The shell adapter runs local CLI commands. One adapter named shell covers a curated set of developer tools along with a generic run-command escape hatch. Output streams live to the Log Panel. Every invocation appends a JSON line to the shell audit log at ~/.flow-studio/logs/audit/.

Common optional fields

Every shell action accepts:

Name	Type	Description
`cwd`	`string`	Working directory; defaults to the flow’s workspace root
`timeoutMs`	`number`	Hard timeout (default 60000); on expiry the child is killed and the node fails
`maxOutputBytes`	`number`	Cap on combined stdout + stderr (default 10485760); excess kills the child
`env`	`string`	Environment policy: `"scrubbed"` (default) or `"inherit"`

`run-command`

Run an arbitrary shell command via sh -c <command> (Unix) or cmd /c <command> (Windows).
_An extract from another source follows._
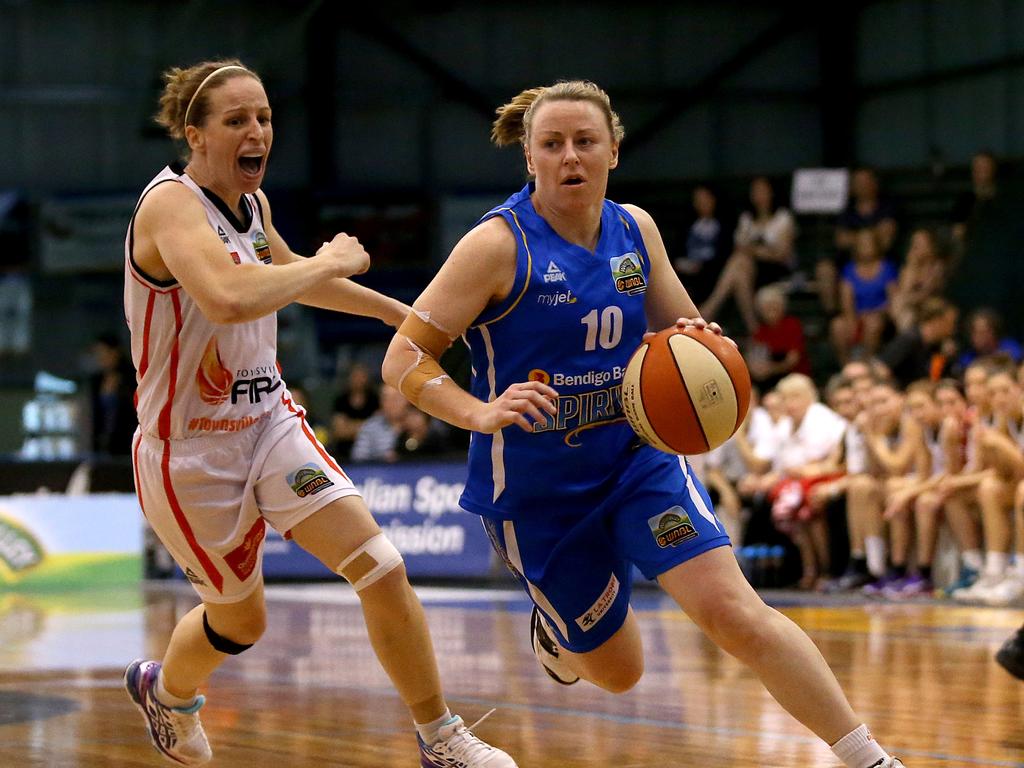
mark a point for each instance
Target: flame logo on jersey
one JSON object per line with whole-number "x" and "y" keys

Required field	Type	Description
`command`	`string`	Full command line, passed to the shell as one string

deps[action: "Install deps"] {
  adapter: "shell"
  actionId: "run-command"
  command: "pnpm install"
}

Curated tool actions

git, npm, pnpm, cargo, kubectl, and curl each run their tool. The arguments are parsed with shell-words rules, so quoted segments stay together, and the runner handles argv separation.

Required field	Type	Description
`args`	`string`	Arguments to the tool, as one string

status[action: "Git status"] {
  adapter: "shell"
  actionId: "git"
  args: "status --short"
}

test[action: "Test"] {
  adapter: "shell"
  actionId: "cargo"
  args: "test --workspace"
}

rollout[action: "Rollout status"] {
  adapter: "shell"
  actionId: "kubectl"
  args: "rollout status deploy/api"
}

ping[action: "Healthcheck"] {
  adapter: "shell"
  actionId: "curl"
  args: "-fsS https://example.com/health"
}

Sandboxing

Lightweight rails are always on. They include a pinned cwd, an environment allow-list, an output cap, and a hard timeout. An OS sandbox is opt-in per node through a capabilities declaration. See Sandboxing for the full layered model and audit format.